The supply chain crisis came about in the confluence of numerous factors, all of which have resulted in long lead times, snarled ports, and rising prices and shipping costs. Last week, Lawrence, Massachusetts-based supplier Gemline (PPAI 113948, S11) held a free webinar on how the current supply chain situation unfolded and how to better prepare for any potential future disruptions.

Gemline CEO Jonathan Isaacson was joined in the webinar, “Global Supply Chains: How We Got Here and What’s Next,”by Willy Shih, the Robert & Jane Cizik Professor of Management Practice in Business Administration at Harvard Business School (HBS) professor and a recognized supply chain expert.
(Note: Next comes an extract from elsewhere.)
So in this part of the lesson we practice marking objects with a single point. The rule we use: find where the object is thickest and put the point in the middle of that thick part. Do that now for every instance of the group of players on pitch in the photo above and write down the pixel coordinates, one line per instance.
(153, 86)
Shih has been a member of the HBS faculty for more than 15 years, and prior to that, spent 28 years in industry working for companies including IBM and Silicon Graphics. He is a regular contributor to Forbes, The Hill, the Wall Street Journal and other media outlets on supply chain-related topics.

Modern, global supply chains are multi-faceted, many-stepped processes. For many product sectors, when an item leaves the factory, it represents the culmination of work not only at that factory, but also that of various component suppliers. And potentially, the work of suppliers to suppliers. In some industries, like automotive, these tiers can go quite deep. Shih notes that while this can bring benefits in terms of the division of labor, and handling the specialization necessary to produce increasingly complex products, there are downsides as well.

“The dirty little secret,” Shih says, “is most manufacturers don’t know who their third-tier manufacturers are. They’ll know who their first tier is—who sometimes don’t want you to know who their own suppliers, the second- and third-tier, are, for competitive reasons—but to figure out everyone in the supply chain can be a very complicated and expensive task. So, a lot of people don’t do it. However, some companies with resources, like Apple, go way, way down.”

These long supply chains are vulnerable to various disruptions. The Ever Given obstructing the Suez Canal, Texas’ power grid succumbing to the freeze last February and a fire in October 2020 at a major Japanese semiconductor fab are all examples Shih gave of recent disruptors. The effect of variability is exacerbated as supply chains extend further and further. He says, “If you have variability in one of those steps, it gets much worse as it gets longer and longer and longer.”

The supply chain is also wrestling with cross-sector impacts. Factories serving numerous product categories idled or cut production early in the pandemic, but as demand rocketed back up, they’re scrambling for limited component parts.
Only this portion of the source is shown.